В результате за свою недолгую жизнь Катя сменила три частных детских садика, в каждом из которых ее мать, а следом за ней и Катюшку что-то не устраивало. В одном ребенка слишком перегружали занятиями. В другом Катя не сошлась характером с воспитательницей, которая почему-то упорно не желала бросать всю группу на произвол судьбы, чтобы сосредоточить все свое внимание на одной лишь Кате, стоило девочке захныкать. А в третьем садике и занятия нравились, и воспитательница была милая, но там оказался противный учитель пения, которого Катя сразу невзлюбила. Вот невзлюбила, и все.
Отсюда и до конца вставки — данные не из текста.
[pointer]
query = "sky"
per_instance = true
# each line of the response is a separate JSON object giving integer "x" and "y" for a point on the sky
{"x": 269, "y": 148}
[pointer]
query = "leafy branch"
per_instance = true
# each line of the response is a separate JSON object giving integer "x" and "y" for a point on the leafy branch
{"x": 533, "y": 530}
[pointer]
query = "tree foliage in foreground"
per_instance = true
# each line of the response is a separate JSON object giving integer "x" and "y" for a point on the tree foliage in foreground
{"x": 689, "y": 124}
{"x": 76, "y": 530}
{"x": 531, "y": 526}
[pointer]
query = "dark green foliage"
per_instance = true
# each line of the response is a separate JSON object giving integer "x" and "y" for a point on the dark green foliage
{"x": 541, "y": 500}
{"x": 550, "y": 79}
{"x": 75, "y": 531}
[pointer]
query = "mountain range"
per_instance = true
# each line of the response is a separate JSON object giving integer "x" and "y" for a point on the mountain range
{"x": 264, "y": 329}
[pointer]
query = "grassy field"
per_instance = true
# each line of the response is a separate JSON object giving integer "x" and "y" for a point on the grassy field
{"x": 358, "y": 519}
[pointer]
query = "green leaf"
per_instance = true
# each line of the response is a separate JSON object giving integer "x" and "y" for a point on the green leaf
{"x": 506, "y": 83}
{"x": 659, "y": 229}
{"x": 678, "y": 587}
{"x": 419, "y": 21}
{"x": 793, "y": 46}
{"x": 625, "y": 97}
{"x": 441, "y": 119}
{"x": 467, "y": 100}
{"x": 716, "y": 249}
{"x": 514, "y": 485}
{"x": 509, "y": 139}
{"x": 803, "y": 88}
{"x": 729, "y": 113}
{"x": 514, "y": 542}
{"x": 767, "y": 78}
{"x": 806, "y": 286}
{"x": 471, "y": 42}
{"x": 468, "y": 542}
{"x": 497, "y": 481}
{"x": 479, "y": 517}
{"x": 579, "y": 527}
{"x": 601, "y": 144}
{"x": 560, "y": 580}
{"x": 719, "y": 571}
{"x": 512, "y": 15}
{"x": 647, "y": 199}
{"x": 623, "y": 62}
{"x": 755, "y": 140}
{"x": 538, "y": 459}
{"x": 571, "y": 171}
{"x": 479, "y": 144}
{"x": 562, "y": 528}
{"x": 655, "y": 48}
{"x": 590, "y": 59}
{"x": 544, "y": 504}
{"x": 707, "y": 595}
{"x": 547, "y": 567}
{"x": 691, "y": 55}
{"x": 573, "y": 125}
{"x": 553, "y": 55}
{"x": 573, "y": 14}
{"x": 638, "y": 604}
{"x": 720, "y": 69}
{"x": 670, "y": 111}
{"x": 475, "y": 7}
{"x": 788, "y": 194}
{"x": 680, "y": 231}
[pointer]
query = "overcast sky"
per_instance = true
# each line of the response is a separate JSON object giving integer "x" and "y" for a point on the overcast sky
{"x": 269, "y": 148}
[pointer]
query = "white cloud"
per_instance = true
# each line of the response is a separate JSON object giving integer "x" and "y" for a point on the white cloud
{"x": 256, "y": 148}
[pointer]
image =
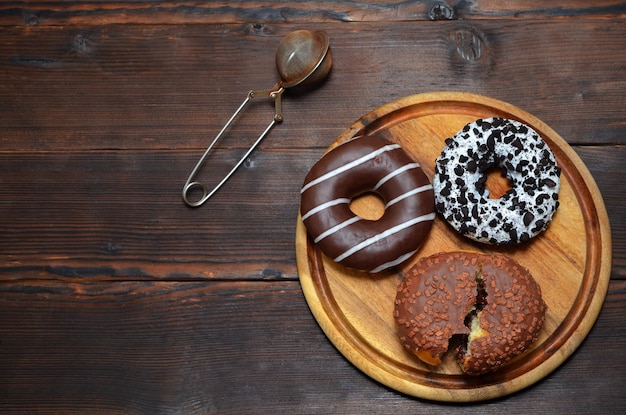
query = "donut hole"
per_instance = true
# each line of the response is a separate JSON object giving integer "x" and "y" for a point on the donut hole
{"x": 496, "y": 182}
{"x": 368, "y": 205}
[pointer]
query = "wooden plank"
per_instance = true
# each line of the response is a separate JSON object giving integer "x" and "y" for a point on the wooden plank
{"x": 222, "y": 12}
{"x": 119, "y": 214}
{"x": 146, "y": 86}
{"x": 233, "y": 348}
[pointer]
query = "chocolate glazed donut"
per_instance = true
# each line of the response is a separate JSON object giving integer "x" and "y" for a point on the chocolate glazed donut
{"x": 357, "y": 166}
А директриса, удивительно черствая женщина, не пожелала прислушаться к просьбе Юли и не сменила в музыкальной группе, где занималась Катюша, преподавателя.
– Еще бы! – возмущалась Юля. – Я потом узнала, что это ее родной сын. Конечно, она ему все прощает и все позволяет. А он на мою Катюшку кричал! Представляешь? Требовал, чтобы она пела вместе с остальными детьми, а Катюшке в тот момент совсем этого не хотелось. А он ее заставлял! Это же возмутительно и непедагогично, такой человек не имеет права заниматься с детьми. Я так и сказала директрисе, но она про своего сына ничего плохого и слушать не желает.
К слову сказать, сама Юля поступала в отношении своих детей точно так же. Но конечно, что позволено Юле, не позволено этой директрисе.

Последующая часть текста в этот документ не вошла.